Causal inference has many tangible applications in a wide variety of scenarios, but in my experience, it is a topic that is rarely talked about among data scientists.
In this article, we define causal inference and motivate its use. Then, we apply some basic algorithms in Python to measure the effect of a certain phenomenon.
Causal inference is a field of study interested in measuring the effect of a certain treatment.
Another way to think about causal inference is that it responds And if questions. The goal is always to measure some type of impact given a certain action.
Examples of questions answered with causal inference are:
- What is the impact of running an advertising campaign on product sales?
- What is the effect of a price increase on sales?
- Does this medication make patients heal faster?
We can see that these questions are relevant to decision makers, but they cannot be addressed with traditional machine learning methods.

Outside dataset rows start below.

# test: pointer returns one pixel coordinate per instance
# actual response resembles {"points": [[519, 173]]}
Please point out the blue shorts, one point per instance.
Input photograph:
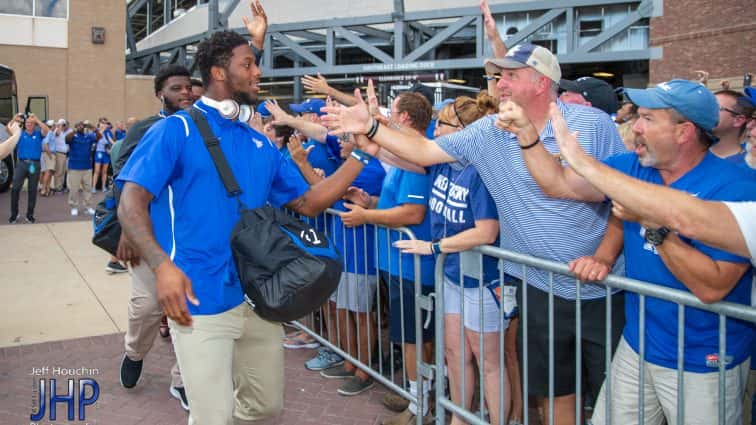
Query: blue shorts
{"points": [[102, 158], [402, 311]]}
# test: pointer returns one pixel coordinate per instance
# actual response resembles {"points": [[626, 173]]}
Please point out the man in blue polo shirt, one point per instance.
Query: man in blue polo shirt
{"points": [[403, 202], [28, 166], [80, 146], [530, 222], [674, 132], [231, 360]]}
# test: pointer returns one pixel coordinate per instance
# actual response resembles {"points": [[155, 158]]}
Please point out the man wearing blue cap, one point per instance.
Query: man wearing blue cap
{"points": [[674, 133]]}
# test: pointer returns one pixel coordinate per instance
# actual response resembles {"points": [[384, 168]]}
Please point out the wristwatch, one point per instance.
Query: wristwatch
{"points": [[656, 236]]}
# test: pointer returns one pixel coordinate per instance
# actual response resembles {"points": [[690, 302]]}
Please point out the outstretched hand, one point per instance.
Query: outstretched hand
{"points": [[354, 217], [173, 290], [569, 148], [317, 84], [14, 127], [280, 117], [354, 119], [358, 196], [298, 152], [258, 25], [489, 24], [512, 118]]}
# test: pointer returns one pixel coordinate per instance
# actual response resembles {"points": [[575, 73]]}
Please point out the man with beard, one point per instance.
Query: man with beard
{"points": [[529, 222], [674, 132], [174, 89], [231, 360]]}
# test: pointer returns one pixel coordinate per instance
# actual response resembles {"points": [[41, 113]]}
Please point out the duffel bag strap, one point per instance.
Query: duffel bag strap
{"points": [[213, 146]]}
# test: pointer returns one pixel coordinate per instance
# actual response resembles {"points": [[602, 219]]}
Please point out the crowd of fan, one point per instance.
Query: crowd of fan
{"points": [[528, 165]]}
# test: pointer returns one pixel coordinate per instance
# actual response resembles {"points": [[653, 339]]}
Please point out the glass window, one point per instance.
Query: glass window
{"points": [[16, 7], [51, 8]]}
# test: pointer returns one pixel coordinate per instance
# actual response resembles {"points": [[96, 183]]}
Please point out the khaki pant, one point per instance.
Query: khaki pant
{"points": [[145, 314], [79, 179], [701, 393], [233, 366], [61, 165]]}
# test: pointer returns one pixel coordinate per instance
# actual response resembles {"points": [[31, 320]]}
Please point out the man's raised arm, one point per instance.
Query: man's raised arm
{"points": [[172, 285]]}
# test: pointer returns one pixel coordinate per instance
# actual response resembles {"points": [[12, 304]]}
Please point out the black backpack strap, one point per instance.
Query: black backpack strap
{"points": [[213, 146]]}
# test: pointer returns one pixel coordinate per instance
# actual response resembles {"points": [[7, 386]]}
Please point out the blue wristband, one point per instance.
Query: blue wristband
{"points": [[361, 156]]}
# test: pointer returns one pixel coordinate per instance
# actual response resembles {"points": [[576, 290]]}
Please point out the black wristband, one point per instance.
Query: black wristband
{"points": [[373, 129], [526, 147], [257, 52]]}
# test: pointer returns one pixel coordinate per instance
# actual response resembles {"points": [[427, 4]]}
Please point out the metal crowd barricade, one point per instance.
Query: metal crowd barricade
{"points": [[725, 310], [318, 328]]}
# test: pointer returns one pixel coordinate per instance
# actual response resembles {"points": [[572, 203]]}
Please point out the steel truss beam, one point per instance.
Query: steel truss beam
{"points": [[296, 49]]}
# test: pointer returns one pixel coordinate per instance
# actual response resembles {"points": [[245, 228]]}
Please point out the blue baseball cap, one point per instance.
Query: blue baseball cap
{"points": [[527, 55], [311, 106], [262, 110], [690, 99], [440, 105]]}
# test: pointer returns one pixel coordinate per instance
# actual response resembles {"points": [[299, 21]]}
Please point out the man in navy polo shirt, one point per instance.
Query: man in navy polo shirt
{"points": [[231, 360], [403, 202], [28, 167], [80, 146], [674, 133]]}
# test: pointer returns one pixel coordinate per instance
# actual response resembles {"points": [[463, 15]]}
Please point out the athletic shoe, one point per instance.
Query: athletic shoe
{"points": [[130, 372], [354, 385], [180, 394], [336, 372], [115, 267], [323, 360]]}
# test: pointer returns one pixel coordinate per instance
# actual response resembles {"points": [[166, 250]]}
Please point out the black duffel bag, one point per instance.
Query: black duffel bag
{"points": [[286, 267], [107, 229]]}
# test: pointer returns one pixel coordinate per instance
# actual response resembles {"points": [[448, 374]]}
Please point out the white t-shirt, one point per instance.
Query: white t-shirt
{"points": [[745, 215], [60, 142]]}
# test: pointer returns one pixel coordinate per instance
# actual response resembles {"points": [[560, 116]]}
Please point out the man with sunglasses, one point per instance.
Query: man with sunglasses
{"points": [[735, 109]]}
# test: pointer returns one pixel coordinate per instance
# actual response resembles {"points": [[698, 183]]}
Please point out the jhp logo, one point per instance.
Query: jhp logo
{"points": [[48, 400]]}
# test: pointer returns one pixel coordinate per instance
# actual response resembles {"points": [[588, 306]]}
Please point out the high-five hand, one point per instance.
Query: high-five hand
{"points": [[256, 26], [354, 119]]}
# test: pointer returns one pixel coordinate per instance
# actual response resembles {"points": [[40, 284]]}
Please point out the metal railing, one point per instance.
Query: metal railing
{"points": [[397, 380]]}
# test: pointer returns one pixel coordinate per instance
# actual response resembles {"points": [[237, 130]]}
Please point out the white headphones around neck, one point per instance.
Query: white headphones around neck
{"points": [[229, 109]]}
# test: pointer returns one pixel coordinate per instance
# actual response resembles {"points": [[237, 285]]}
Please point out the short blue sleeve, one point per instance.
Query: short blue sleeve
{"points": [[155, 157], [413, 189], [482, 203], [288, 184]]}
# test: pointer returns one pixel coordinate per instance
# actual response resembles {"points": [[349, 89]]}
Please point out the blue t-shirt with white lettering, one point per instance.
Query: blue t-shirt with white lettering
{"points": [[357, 244], [80, 151], [713, 179], [404, 187], [530, 222], [30, 145], [457, 199], [202, 214]]}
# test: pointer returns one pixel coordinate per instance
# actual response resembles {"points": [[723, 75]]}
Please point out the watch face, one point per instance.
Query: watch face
{"points": [[656, 236]]}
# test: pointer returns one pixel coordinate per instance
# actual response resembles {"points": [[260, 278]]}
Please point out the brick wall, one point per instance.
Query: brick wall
{"points": [[714, 36]]}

Causal inference versus traditional machine learning
With traditional machine learning techniques, we generate predictions or forecasts given a set of features.
For example, we can forecast how many sales we would make next month.
In other words, machine learning models discover correlations between features and a target to better predict that target. In that sense, any correlation between some feature and the target is useful if it allows the model to make better predictions.
When it comes to causal inference, we want to measure the impact of a treatment.
For example, we can determine how increasing the price of a product will affect sales.
Thus, with causal inference, we seek to discover causal pathways.